Report by Susie Kelly
East Kilbride News, 2nd June 1999

MI6 were expecting top Nazi Rudolf Hess the night he landed near East Kilbride, according to bizarre new evidence. Historians are currently exploring a hypothesis that when the deputy fuhrer crashed in Eaglesham on May 10, 1941 the British authorities knew about it.

The new twist comes just weeks after the 58th anniversay of Hess’s mystery flight to Scotland. Hitler’s right-hand man parachuted to Floors Farm during World War Two plunging local farmer Basil Baird into the international limelight. Mystery has surrounded the night-time flight ever since.

At a conference held by the Saumere Society in the Templar Lodge Hotel in Edinburgh recently a keynote speaker argued M16 actually lured Hess to Scotland. Welsh author Nigel Graddon claims to have discovered new evidence after conducting a face-to-face interview with a former M16 secret service agent.

From his his home in Wales, Mr Graddon told the News: “His theory is that Hess’s mission was to form an alliance between Germany and Britain and bring about the birth of a new Golden Age.” Nigel Graddon is now making a documentary on the subject. He believes MI6 experts deliberately orchestrated Hess’s arrival in order to capture the third top man in Nazi Germany.

In a grandiose plan they got experts from the Bodleian Museum in Oxford to forge statements in an ancient book and made sure it got into the hands of Adolph Hitler, he claims.
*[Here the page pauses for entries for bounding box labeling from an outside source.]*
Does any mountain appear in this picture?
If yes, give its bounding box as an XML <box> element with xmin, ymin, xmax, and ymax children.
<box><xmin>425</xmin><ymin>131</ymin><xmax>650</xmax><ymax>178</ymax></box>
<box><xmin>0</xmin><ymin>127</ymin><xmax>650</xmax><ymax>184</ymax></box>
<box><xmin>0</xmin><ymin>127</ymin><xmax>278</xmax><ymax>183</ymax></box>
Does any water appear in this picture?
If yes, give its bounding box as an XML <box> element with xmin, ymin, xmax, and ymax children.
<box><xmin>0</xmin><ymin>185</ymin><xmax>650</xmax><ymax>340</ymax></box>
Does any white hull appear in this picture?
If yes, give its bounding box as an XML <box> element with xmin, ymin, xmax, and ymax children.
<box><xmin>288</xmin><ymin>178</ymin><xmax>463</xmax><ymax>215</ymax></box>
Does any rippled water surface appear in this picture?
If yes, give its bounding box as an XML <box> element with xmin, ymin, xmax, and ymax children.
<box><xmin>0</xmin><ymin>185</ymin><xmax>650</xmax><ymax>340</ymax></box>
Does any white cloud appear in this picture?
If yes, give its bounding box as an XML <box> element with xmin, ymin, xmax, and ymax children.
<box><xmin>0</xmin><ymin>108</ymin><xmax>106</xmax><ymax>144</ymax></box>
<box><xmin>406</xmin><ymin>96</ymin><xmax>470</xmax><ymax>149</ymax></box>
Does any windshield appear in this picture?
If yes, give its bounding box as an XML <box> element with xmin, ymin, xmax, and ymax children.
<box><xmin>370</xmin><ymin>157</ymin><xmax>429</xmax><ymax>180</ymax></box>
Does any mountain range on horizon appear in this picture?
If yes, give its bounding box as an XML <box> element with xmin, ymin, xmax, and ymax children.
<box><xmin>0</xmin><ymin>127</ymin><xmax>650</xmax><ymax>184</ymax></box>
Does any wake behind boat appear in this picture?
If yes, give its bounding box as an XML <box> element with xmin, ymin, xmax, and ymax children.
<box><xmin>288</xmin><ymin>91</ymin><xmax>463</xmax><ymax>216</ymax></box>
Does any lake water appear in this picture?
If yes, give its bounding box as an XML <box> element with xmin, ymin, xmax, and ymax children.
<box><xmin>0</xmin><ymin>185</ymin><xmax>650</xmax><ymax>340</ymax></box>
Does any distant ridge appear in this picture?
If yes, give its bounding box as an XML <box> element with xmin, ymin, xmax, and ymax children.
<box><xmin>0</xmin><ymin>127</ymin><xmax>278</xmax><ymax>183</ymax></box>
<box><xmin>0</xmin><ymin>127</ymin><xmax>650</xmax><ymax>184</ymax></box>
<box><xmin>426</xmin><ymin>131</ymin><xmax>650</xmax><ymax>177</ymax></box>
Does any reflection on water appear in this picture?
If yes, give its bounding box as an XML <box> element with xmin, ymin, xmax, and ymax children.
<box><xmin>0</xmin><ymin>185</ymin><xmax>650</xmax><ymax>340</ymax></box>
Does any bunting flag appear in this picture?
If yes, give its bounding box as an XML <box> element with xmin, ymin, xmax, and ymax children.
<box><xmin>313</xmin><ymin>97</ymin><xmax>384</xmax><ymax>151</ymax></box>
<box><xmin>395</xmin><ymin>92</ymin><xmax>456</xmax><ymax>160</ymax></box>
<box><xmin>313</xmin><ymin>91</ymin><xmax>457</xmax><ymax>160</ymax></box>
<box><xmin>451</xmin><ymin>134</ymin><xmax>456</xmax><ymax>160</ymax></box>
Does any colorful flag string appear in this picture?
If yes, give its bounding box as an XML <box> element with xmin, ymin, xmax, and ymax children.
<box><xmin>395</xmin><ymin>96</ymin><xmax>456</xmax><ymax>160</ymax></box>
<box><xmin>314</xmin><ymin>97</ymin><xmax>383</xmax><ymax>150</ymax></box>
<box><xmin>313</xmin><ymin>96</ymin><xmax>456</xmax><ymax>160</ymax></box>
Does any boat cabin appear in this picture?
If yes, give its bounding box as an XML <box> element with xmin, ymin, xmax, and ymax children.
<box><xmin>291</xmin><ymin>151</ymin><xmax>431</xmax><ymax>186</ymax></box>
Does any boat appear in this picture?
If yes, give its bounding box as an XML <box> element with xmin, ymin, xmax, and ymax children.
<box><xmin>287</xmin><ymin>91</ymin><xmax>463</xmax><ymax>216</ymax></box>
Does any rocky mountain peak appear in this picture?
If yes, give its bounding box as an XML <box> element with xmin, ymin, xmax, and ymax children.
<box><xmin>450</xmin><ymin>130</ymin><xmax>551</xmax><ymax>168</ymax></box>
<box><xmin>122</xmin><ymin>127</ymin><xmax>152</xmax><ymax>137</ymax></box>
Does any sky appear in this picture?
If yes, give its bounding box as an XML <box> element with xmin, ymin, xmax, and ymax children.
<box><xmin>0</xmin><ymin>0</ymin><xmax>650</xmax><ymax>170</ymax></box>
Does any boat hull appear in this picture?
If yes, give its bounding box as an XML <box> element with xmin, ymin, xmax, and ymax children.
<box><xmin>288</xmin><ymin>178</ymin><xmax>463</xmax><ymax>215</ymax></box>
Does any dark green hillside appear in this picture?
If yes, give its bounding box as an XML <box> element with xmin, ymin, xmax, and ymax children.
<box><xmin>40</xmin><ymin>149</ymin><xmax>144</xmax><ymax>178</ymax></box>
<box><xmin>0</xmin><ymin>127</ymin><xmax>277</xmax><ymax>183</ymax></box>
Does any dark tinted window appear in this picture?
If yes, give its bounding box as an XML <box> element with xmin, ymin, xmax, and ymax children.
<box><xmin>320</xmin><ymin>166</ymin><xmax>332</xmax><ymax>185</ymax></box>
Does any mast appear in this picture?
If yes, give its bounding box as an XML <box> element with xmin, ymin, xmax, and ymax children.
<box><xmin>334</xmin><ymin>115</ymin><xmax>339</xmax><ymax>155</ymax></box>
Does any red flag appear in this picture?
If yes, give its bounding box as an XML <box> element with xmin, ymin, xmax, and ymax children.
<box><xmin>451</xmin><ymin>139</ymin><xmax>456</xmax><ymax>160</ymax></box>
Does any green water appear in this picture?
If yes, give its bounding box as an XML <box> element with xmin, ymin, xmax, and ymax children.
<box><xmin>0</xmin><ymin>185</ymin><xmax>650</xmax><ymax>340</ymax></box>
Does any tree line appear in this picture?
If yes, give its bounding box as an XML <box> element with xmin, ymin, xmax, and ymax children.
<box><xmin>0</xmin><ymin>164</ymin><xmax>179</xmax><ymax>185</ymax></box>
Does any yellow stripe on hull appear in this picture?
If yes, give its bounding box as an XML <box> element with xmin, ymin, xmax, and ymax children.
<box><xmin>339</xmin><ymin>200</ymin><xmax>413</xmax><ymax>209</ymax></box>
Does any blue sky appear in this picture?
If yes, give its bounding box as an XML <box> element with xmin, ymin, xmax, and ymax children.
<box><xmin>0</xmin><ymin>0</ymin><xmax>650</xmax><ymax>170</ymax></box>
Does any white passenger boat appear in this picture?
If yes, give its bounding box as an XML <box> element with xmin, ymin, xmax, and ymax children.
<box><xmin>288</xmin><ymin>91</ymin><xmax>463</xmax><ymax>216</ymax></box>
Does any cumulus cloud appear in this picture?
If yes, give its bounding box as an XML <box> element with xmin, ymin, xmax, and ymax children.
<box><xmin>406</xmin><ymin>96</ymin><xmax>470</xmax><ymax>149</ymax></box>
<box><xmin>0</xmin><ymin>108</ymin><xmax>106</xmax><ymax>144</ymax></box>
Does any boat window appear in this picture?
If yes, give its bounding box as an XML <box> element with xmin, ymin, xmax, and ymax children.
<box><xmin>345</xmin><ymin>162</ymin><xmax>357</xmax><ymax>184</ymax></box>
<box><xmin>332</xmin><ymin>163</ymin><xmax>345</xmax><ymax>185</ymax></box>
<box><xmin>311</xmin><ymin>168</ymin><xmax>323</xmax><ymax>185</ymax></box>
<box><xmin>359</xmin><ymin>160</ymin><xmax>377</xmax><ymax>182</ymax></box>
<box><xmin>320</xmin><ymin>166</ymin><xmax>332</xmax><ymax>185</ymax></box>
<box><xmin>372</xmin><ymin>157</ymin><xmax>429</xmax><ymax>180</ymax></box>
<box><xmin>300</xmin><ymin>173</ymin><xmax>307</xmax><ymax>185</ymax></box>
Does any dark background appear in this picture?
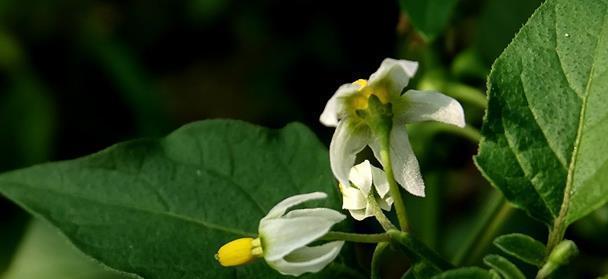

Hess was then lured to Scotland thanks to the statements contained in the ancient book. "The capture of Rudolf Hess was evidently not a complete surprise,” Mr Graddon continued.

“Nor was it due to the combined actions of David McLean, a local farmer and the Home Guard as official records have led us to believe. The official account of Hess’s capture remains far from the truth.”

But local historians this week rejected the idea that wartime agencies in Britain hatched the scheme to lure Hess to this country. Joe Allan, chairman of East Kilbride History Society said: “This latest theory is not something I would agree to without further, and much more concrete, evidence.

“My own personal opinion is that Hess took it upon himself to fly to Scotland. His own position was becoming increasingly marginalised in Germany so I think it was a bid to restore his position within the Nazi Party. Hess thought that if he flew over to Britain he could broker a separate peace deal."